In other words, free will is not an absolute, but is somewhat dependent on causes outside of itself. Below are some quotes in support of this argument:

Einstein wrote:
'In human freedom in the philosophical sense I am definitely a disbeliever. Everyone acts not only under external compulsion but also in accordance with inner necessity. Schopenhauer's saying, that "a man can do as he will, but not will as he will" has been an inspiration to me since my youth up...' [2]

Thomas Hobbes wrote:
'Nothing takes a beginning from itself, but from the action of some other immediate agent, without itself. Therefore, when first a man has an appetite or will to something, to which immediately before he had no appetite nor will; the cause of his will is not the will itself, but something else not in his own disposing. So that, whereas it is out of controversy that, of voluntary actions the will is the necessary cause, and by this which is said, the will is also necessarily caused by other things, whereof it disposes not, it follows that voluntary actions have all of them necessary causes, and therefore are necessitated.' [3]

Spinoza wrote:
'The will cannot be called a free cause, but can only be called necessary.

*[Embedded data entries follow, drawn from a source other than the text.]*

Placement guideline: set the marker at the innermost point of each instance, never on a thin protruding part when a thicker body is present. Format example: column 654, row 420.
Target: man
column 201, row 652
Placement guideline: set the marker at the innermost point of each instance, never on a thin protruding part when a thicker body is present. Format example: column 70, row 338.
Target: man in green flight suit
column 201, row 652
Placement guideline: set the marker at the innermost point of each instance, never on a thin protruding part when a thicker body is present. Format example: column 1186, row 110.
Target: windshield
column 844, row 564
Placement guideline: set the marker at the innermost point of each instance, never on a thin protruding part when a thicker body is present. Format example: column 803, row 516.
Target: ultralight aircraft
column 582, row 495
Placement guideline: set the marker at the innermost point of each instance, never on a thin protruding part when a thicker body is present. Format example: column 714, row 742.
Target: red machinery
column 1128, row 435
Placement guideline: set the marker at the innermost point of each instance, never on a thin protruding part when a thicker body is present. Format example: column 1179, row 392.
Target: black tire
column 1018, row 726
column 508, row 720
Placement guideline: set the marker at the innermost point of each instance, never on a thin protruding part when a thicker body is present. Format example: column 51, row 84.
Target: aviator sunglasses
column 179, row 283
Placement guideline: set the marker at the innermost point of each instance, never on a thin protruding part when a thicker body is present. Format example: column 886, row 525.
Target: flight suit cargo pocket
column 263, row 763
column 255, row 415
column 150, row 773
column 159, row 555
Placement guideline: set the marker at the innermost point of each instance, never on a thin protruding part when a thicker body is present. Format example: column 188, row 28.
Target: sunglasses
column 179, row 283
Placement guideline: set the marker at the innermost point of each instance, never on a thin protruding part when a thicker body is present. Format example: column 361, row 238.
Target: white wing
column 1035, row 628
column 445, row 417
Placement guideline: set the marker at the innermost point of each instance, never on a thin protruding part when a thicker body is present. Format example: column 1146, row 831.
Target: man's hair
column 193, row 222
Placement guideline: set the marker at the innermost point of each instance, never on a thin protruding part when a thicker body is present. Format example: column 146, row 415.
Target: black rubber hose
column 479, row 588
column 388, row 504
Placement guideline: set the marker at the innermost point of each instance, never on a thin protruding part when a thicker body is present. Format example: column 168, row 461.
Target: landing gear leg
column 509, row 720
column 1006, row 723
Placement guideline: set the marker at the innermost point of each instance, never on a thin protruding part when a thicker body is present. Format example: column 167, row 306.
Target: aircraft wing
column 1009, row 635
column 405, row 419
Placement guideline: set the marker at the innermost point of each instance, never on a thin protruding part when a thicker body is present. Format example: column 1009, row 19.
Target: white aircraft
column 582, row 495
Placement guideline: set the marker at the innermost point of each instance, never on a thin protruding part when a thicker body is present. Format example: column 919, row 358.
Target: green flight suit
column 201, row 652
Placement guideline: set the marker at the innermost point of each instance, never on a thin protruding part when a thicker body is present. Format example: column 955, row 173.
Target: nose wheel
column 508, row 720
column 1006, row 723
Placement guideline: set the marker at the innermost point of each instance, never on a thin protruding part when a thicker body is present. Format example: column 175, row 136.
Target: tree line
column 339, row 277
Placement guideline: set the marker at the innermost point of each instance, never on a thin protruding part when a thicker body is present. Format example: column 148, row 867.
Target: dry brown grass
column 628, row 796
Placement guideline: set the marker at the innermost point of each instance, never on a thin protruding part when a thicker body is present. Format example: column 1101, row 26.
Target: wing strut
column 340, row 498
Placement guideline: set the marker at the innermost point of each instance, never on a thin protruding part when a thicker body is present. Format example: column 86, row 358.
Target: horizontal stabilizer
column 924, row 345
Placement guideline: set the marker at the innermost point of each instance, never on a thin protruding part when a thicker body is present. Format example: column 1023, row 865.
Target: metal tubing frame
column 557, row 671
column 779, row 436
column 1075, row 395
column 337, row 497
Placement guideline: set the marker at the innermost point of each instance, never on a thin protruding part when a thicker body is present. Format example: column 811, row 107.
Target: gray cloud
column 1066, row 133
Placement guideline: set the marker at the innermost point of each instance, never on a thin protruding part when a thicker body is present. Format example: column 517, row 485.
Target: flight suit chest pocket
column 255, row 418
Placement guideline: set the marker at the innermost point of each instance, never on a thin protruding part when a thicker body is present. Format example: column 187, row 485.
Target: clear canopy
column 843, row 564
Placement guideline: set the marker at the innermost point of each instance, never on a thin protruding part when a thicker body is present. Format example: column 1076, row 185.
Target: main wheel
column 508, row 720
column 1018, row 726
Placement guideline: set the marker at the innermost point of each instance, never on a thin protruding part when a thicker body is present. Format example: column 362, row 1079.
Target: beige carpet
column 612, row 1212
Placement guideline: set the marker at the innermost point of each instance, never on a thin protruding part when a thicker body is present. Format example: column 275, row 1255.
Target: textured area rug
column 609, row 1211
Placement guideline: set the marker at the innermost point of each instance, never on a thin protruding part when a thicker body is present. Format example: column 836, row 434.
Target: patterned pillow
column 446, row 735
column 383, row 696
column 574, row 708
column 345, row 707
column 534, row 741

For the will, like all other things, needs a cause by which it may be determined to [existence and] action in a certain manner.' [4]

(Of course, there are other opinions on the nature and origin of human free will. In the opposite camp to Einstein, Schopenhauer et al is for example: 'Over himself, over his own body and mind, the individual is sovereign.' - J.S. Mill, On Liberty, 1859)

In general, a person's belief system and worldview (and therefore their free will and the choices they make) can be and are influenced to varying degrees by various sources: their parents, friends, schoolteachers, the media, etc. This is how culture evolves and perpetuates itself. For the most part, at least within a democratic, open society, these influences are established, widely known about, and subject to review and regulation, through the law and through other less formal social processes.

Cults, on the other hand, are able to influence a person's beliefs and worldview (and the choices they make) through processes which are not widely known about (and not yet recognised in law); which are often damaging to the individual and ultimately to society; and which are not subject to review or regulation by any agency independent of the cult.

Cult belief systems differ from 'mainstream' belief systems in significant ways. For an outline of the nature of a cult belief system, and how it can gain hold of a person's mind, see the essay: 'Mind Control in 20 minutes'


Notes

[1] Marci Hamilton (Paul R. Verkuil Chair in Public Law at Benjamin N. Cardozo School of Law, Yeshiva University, New York), in her article: 'The Elizabeth Smart Case: Why We Need Specific Laws Against Brainwashing'
http://writ.news.findlaw.com/hamilton/20030327.html

[2] From p.2 of Albert Einstein's Autobiography "The World As I See It" translated by Alan Harris pub Bodley Head 1935 ISBN 0-8065-0711-X

[3] From p.76 of Schopenhauer's 'On the Freedom of the Will' translated by Konstantin Kolenda pub Basil Blackwell, quoting from Thomas Hobbes 'Of Liberty and Necessity' The English Works of Thomas Hobbes - London 1840.

[4] From the same Schopenhauer book.